Ok,
2c and just guessing
* add a X second wait between pipelines and see how you go. May be just a
timming issue with your DB.
* add some logging steps not only on the pipelines but on the error
handling of the workflow.
Going to bed now
Good luck
[ https://www.bizcubed.com.au/ |
] Diego Mainou
Product Manager
M. +61 415 152 091
E. [ mailto:[email protected] | [email protected] ]
[ https://www.bizcubed.com.au/ | www.bizcubed.com.au ] [
https://www.bizcubed.com.au/ |
]
From: "Davide Cisco" <[email protected]>
To: "users" <[email protected]>
Sent: Friday, 31 May, 2024 9:01:04 PM
Subject: Re: Performance issues when connecting to Oracle databases
Hi Diego,
the pipelines are indeed different files, they are all concatenated in
the workflow with a "success" (green) link sequentially one to
another.
There is no real exchange of data from one pipeline to another (except
for a set of workflow variables, that are set in the first pipeline
and eventually used by the others): each pipeline reads data from one
or two tables and writes the results in another table, all on its own.
I attach some screenshots of the workflow (main) and some of the
pipelines (the missing one are actually similar to those included... I
could probably group them using ETL Metadata Injection somehow, but I
couldn't make it work even this way...)
DC
--
Davide Cisco
Università degli Studi di Padova
Area Servizi Informatici e Telematici
Ufficio Applicativi
Settore Data Governance
via San Francesco, 11
35121 Padova
tel. (+39) 049 8273819
Il giorno ven 31 mag 2024 alle ore 12:36 Diego Mainou
<[email protected]> ha scritto:
>
> Hi Davide,
>
> It is not clear from your description that the various pipelines are
> different "files"
>
> If they are not then that is your problem.
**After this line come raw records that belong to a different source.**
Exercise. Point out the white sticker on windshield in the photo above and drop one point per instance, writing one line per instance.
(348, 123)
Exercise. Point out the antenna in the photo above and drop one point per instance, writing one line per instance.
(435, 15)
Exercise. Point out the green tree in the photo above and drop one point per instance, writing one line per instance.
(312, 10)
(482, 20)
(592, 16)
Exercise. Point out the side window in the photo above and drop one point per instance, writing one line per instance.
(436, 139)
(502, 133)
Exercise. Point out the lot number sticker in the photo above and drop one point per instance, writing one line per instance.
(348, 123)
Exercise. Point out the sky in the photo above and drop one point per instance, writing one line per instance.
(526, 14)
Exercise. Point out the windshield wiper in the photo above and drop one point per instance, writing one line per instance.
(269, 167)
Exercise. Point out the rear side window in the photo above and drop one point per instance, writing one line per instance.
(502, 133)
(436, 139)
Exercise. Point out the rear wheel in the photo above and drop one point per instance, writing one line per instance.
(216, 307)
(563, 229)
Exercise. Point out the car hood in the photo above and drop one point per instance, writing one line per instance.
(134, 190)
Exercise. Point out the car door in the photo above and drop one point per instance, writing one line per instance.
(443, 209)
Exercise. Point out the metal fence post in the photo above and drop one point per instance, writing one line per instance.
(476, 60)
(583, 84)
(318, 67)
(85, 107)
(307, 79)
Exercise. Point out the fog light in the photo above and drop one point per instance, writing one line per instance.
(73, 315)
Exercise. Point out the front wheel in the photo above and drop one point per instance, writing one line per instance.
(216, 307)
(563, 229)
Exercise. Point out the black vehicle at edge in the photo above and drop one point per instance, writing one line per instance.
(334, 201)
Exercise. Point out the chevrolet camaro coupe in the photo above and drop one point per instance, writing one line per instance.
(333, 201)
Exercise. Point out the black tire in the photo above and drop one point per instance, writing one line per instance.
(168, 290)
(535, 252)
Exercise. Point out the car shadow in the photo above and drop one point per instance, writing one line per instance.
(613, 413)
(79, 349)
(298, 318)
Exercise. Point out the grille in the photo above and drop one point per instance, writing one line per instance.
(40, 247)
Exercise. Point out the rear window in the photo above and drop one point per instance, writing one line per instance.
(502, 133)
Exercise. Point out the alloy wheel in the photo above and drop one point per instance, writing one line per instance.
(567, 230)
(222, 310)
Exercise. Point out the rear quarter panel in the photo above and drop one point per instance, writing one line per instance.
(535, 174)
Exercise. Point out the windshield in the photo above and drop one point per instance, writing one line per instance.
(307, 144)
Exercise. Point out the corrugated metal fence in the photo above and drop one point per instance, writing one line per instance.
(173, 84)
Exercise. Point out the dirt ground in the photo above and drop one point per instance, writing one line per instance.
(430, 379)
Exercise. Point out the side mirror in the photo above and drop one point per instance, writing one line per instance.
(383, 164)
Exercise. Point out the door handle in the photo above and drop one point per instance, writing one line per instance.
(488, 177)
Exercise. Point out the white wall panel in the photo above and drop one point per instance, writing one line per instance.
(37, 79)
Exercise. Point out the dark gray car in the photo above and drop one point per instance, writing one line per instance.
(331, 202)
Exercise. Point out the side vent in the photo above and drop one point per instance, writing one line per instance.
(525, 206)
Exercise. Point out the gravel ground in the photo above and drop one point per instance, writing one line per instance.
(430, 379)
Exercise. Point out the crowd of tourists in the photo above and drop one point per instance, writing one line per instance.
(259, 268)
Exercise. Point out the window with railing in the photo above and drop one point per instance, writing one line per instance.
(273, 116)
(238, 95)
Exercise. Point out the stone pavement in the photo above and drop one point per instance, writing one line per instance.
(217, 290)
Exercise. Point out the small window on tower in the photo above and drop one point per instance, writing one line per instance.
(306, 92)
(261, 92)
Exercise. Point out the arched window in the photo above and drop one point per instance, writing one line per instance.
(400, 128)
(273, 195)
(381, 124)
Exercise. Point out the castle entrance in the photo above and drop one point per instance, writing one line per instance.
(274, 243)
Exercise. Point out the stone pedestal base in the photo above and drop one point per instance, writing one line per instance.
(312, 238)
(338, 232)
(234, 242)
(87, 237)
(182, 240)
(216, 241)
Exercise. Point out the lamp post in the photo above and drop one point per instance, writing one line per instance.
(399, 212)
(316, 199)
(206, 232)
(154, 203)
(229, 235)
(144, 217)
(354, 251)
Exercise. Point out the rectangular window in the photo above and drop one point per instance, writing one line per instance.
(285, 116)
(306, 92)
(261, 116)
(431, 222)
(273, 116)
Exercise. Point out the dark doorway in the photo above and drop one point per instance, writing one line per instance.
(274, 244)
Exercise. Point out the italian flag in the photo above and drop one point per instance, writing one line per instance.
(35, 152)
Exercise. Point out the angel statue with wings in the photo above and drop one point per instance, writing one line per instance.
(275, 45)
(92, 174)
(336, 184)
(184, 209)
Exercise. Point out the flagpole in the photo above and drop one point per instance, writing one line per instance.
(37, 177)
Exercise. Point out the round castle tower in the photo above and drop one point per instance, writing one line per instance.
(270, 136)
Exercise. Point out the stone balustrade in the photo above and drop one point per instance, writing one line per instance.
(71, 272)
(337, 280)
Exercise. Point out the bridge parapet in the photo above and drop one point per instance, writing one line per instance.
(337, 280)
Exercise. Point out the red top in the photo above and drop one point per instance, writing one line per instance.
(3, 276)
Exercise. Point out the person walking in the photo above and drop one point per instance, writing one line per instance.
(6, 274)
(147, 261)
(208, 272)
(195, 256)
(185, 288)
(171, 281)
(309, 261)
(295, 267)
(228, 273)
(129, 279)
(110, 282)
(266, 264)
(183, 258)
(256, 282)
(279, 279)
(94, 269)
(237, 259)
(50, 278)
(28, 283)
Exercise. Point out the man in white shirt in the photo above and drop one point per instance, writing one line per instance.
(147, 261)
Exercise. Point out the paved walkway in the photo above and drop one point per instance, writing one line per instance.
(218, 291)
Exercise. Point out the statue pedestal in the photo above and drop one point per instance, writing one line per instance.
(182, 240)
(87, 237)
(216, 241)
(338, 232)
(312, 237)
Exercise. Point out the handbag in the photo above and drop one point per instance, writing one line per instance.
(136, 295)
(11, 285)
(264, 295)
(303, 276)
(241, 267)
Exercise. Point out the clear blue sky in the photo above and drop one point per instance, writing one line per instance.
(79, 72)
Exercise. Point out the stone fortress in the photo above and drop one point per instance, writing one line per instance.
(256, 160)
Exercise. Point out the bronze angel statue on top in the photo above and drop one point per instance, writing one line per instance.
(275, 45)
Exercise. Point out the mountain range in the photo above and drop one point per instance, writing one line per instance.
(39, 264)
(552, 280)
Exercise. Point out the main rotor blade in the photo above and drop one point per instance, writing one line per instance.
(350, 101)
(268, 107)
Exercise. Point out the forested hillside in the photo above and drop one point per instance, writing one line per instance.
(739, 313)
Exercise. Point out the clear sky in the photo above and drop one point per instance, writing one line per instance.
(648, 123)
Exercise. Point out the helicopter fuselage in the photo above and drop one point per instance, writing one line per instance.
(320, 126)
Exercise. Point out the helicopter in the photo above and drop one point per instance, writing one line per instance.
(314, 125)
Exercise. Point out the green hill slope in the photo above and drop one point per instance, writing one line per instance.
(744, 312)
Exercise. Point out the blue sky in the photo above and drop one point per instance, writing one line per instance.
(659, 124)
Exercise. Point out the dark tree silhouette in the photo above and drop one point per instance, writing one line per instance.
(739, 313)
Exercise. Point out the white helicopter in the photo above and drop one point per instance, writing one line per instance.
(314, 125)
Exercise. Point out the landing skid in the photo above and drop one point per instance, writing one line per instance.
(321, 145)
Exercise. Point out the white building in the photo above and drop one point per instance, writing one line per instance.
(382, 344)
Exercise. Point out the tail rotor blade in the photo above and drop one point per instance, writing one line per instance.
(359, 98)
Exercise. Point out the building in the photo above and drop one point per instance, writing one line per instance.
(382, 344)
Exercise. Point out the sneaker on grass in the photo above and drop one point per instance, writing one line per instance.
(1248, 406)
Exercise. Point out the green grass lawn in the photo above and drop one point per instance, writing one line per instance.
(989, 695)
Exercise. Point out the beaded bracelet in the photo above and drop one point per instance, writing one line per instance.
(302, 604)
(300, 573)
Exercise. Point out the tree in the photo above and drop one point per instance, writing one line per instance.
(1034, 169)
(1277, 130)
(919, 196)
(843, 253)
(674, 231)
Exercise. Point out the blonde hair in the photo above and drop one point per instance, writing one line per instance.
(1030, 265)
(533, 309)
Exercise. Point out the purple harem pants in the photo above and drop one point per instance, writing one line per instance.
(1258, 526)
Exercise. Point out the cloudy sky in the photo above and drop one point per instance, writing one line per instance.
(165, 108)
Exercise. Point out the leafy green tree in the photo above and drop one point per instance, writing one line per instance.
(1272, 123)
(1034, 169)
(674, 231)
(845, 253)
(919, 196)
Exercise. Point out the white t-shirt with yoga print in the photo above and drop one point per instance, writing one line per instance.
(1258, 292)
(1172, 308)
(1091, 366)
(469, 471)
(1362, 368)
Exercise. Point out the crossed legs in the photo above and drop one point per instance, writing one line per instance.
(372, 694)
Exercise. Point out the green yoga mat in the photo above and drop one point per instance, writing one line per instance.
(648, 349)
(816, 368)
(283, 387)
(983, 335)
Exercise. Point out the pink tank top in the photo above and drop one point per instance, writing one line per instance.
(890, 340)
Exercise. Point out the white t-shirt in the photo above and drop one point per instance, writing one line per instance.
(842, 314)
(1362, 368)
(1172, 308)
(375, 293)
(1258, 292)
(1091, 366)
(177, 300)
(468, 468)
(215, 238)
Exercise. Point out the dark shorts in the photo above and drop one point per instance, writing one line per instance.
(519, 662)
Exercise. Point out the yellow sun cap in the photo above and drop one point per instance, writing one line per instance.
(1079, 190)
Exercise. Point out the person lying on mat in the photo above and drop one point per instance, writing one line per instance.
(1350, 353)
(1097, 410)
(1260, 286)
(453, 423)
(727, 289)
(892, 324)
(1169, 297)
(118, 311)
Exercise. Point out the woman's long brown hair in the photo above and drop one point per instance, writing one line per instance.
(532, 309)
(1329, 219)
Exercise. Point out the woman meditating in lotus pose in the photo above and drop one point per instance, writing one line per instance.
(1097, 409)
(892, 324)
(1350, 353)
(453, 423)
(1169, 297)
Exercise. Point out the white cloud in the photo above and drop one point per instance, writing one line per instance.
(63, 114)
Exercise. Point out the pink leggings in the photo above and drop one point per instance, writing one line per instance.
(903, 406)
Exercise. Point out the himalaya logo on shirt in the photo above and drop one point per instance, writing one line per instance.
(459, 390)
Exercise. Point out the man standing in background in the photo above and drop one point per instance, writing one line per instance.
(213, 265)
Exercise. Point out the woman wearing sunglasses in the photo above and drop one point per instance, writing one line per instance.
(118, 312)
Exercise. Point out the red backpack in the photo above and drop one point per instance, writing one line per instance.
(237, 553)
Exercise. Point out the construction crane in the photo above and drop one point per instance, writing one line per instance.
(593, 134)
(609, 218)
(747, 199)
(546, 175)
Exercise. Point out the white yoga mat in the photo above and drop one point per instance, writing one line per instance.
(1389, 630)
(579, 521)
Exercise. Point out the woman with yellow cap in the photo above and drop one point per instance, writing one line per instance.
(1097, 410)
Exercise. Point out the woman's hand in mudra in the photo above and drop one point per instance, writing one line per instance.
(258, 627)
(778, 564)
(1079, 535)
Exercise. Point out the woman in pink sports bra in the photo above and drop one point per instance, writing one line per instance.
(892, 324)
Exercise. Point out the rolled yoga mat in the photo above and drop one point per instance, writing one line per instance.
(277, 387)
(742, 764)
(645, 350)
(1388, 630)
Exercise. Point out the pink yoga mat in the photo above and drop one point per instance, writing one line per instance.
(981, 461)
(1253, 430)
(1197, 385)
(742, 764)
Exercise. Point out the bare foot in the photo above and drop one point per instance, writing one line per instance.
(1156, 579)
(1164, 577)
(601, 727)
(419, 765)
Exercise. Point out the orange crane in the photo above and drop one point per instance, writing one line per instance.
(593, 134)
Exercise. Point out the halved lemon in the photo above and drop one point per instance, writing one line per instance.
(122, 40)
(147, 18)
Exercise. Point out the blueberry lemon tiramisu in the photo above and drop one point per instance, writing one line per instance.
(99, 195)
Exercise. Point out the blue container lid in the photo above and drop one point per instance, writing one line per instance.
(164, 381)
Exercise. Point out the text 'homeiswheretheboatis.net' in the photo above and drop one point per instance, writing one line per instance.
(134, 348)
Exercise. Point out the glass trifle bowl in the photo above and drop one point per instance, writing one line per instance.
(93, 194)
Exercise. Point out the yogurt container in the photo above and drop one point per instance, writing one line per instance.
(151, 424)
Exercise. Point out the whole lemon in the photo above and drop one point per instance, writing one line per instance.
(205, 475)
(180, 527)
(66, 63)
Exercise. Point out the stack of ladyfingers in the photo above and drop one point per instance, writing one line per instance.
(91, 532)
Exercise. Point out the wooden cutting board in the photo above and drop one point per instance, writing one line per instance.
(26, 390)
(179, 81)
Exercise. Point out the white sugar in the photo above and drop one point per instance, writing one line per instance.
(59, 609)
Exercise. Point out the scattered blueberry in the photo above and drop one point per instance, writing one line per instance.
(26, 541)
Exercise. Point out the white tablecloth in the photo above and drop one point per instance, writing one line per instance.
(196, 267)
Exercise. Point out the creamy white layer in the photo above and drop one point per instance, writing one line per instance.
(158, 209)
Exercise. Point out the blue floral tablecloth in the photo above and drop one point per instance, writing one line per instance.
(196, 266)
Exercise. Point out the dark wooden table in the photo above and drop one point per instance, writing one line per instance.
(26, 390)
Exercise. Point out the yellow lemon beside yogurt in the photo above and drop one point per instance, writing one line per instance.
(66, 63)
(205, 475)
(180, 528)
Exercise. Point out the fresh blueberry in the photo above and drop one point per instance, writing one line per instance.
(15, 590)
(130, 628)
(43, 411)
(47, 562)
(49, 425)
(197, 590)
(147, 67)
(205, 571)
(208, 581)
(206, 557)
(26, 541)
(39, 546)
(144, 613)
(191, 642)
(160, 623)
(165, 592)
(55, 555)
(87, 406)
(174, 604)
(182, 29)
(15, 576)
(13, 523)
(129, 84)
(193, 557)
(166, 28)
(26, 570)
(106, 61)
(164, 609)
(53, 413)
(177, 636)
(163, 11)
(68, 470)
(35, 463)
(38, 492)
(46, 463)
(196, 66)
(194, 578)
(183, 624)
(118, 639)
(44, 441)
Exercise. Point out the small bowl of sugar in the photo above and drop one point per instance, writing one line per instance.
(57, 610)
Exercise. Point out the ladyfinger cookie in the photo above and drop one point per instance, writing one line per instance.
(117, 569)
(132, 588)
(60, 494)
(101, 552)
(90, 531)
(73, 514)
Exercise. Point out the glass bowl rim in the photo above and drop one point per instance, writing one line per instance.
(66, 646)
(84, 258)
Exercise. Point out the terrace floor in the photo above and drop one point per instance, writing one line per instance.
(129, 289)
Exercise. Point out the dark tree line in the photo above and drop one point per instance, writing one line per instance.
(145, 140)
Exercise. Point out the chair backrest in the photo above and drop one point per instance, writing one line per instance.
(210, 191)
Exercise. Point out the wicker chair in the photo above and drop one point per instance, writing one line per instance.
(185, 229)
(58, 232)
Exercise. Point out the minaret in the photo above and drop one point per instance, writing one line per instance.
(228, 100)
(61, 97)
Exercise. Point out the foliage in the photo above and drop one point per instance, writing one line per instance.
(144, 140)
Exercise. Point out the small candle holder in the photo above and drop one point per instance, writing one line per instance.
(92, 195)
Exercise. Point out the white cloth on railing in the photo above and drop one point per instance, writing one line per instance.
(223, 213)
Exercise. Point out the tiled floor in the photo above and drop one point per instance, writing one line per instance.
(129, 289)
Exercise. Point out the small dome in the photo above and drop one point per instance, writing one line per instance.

Pipelines do not run sequentially.
> Everything happens at the same time.
> Therefore things are tripping over themselves.
>
> The recommended path would be that the first pipeline finishes with a
> pipeline executor transform.
> This transform then executes the next pipeline and so on.
> This transform also passes down the parameters collated by the first
> transform.
>
> In turn if we are talking about a workflow can you please explain how are you
> passing the values from one pipeline to the next?
> e.g. as described above passing them down, or setting variables and passing
> them up, or passing the results up (not recommended due to the memory
> requirements)?
>
> Diego
>
>
>
>
>
> Diego Mainou
> Product Manager
> M. +61 415 152 091
> E. [email protected]
> www.bizcubed.com.au
>
> ________________________________
> From: "Davide Cisco" <[email protected]>
> To: "users" <[email protected]>
> Sent: Friday, 31 May, 2024 8:06:48 PM
> Subject: Performance issues when connecting to Oracle databases
>
> Hello,
>
> I set up a workflow with various pipelines in sequence, each one of them
> should:
> - read data from a table in an Oracle database (sometimes it has to
> lookup a key in another table from another Oracle database)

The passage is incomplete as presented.